Proses sterilisasi berlangsung pada Rabu dan Kamis, 14–15 Mei 2025, di sejumlah titik strategis yang menjadi bagian dari rangkaian kunjungan PM Australia. Langkah pengamanan ini dilakukan tertutup dan melibatkan pemeriksaan menyeluruh untuk memastikan area bebas dari ancaman, termasuk bahan peledak, zat berbahaya, dan benda mencurigakan lainnya.

Kolaborasi antara Unit Jibom dan Unit KBRN dilakukan secara profesional dan terkoordinasi dengan unsur pengamanan lainnya, seperti Pasukan Pengamanan Presiden (Paspampres), perwakilan Pemerintah Australia, dan pengamanan lokasi.

Menurut Komandan Satuan Brimob Polda Metro Jaya, Kombes Pol.

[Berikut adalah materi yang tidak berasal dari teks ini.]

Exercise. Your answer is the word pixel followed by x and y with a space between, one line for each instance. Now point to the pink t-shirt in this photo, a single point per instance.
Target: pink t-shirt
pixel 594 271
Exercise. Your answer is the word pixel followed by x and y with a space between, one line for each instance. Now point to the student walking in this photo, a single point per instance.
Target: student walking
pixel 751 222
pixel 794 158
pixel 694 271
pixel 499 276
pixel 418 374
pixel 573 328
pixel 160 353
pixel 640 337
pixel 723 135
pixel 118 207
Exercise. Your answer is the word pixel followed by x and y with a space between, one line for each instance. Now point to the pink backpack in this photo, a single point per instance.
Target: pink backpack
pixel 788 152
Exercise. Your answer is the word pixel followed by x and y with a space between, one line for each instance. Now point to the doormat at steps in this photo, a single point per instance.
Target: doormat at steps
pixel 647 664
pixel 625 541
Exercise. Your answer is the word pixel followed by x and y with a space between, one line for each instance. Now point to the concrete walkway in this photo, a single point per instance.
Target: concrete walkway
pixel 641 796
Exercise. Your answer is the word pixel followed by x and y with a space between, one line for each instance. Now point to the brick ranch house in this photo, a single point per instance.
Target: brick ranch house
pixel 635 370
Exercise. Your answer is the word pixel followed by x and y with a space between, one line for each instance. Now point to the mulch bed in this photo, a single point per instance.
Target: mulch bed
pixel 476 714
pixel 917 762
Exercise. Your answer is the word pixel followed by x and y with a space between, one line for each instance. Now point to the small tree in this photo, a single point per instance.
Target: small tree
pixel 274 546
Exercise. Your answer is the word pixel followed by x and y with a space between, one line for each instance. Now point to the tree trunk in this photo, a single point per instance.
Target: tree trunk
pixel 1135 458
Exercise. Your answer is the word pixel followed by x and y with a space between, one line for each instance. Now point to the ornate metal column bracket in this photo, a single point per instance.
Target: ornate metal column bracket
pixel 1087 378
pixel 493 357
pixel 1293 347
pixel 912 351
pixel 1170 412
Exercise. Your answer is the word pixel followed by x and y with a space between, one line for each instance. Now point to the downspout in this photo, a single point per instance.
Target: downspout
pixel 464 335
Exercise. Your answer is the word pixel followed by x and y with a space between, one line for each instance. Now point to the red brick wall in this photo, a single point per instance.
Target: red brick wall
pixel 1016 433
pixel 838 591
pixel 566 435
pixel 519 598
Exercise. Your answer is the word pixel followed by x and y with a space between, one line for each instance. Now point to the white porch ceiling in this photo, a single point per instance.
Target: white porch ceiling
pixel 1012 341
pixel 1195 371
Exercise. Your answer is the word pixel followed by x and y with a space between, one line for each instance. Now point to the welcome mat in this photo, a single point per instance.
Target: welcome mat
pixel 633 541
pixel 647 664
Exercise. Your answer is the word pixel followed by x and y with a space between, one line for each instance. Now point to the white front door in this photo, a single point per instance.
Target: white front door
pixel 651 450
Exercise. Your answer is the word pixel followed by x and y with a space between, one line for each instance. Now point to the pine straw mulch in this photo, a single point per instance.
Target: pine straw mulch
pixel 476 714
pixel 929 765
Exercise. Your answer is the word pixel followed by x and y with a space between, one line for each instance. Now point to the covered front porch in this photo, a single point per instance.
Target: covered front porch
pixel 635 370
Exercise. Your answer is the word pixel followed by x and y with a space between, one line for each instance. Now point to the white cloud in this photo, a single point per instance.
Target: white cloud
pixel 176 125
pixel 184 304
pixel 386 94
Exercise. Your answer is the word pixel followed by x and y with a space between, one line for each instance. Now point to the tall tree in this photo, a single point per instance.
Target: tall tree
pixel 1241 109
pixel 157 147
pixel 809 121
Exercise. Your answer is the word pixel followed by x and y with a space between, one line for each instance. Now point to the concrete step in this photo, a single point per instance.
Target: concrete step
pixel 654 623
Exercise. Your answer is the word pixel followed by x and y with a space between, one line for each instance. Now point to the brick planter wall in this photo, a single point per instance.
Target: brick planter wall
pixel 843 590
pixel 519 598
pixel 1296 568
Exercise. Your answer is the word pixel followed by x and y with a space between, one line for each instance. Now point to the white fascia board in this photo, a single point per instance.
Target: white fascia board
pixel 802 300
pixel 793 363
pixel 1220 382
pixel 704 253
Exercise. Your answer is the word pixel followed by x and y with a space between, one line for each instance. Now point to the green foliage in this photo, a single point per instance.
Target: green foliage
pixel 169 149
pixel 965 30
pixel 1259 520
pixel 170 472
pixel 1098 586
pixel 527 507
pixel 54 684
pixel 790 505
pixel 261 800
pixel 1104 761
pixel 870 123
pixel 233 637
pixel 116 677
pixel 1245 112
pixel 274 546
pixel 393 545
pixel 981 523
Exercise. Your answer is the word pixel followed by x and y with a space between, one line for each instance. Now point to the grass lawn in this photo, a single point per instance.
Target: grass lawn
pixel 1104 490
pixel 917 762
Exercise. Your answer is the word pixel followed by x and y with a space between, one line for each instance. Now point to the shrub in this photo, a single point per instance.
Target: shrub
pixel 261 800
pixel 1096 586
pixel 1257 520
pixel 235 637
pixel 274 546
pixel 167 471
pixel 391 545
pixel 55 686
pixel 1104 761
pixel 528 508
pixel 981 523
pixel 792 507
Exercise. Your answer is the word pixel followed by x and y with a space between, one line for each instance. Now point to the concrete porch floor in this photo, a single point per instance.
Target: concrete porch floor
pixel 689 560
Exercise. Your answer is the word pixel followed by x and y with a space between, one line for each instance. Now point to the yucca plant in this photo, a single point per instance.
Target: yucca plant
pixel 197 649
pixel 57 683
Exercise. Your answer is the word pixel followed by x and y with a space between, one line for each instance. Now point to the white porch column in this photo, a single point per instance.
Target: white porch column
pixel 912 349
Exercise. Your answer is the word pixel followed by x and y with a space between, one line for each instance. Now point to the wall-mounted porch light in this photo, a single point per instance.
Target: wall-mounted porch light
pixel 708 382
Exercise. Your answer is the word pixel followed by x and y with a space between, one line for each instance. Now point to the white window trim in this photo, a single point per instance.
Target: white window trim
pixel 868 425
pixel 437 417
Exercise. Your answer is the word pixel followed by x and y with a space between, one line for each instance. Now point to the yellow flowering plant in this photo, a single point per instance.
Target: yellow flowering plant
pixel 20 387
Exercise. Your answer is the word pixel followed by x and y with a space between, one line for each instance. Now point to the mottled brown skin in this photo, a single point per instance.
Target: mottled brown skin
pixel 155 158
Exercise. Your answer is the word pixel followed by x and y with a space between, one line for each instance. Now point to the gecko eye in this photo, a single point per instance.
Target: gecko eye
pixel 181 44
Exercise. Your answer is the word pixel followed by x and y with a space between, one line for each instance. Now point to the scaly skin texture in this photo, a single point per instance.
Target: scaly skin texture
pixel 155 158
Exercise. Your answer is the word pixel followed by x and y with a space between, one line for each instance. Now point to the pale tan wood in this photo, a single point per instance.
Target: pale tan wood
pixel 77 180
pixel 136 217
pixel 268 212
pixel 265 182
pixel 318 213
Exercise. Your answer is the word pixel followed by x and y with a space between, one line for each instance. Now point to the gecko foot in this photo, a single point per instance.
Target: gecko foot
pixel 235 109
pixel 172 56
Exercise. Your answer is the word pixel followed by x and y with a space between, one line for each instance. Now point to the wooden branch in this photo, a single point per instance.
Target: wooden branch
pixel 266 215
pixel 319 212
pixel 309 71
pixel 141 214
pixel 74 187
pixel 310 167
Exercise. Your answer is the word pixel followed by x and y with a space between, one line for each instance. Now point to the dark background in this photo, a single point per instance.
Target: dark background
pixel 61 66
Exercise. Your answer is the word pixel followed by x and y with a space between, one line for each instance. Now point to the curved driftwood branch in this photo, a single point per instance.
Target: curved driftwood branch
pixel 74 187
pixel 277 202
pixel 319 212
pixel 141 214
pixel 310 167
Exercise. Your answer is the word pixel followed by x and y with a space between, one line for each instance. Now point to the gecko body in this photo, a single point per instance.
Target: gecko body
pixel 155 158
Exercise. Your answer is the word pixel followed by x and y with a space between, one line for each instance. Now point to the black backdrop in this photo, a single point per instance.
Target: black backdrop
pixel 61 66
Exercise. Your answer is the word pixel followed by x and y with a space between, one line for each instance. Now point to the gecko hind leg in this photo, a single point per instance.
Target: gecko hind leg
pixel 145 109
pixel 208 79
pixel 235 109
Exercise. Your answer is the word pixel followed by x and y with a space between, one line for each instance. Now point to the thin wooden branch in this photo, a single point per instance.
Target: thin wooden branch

Henik Maryanto, S.I.K., M.Si., sterilisasi ini merupakan bentuk kesiapsiagaan Brimob dalam menjaga keamanan selama kunjungan kepala negara sahabat. “Langkah ini penting untuk memastikan seluruh kegiatan berlangsung aman dan terkendali. Brimob siap mendukung agenda strategis negara, termasuk kunjungan kenegaraan,” ujar Kombes Henik.

Hasil sterilisasi menunjukkan bahwa tidak ditemukan benda mencurigakan pada titik-titik yang diperiksa, sehingga kunjungan PM Australia dapat berjalan aman dan lancar.

Kunjungan ini sendiri bertujuan untuk memperkuat kemitraan strategis antara Indonesia dan Australia, memperdalam kerja sama di bidang pertahanan dan ekonomi, serta mempererat hubungan antarwarga kedua negara.

Brimob Polda Metro Jaya juga mengimbau masyarakat agar tetap mendukung kegiatan kenegaraan dengan menjaga ketertiban serta tidak mudah terprovokasi oleh informasi yang tidak akurat.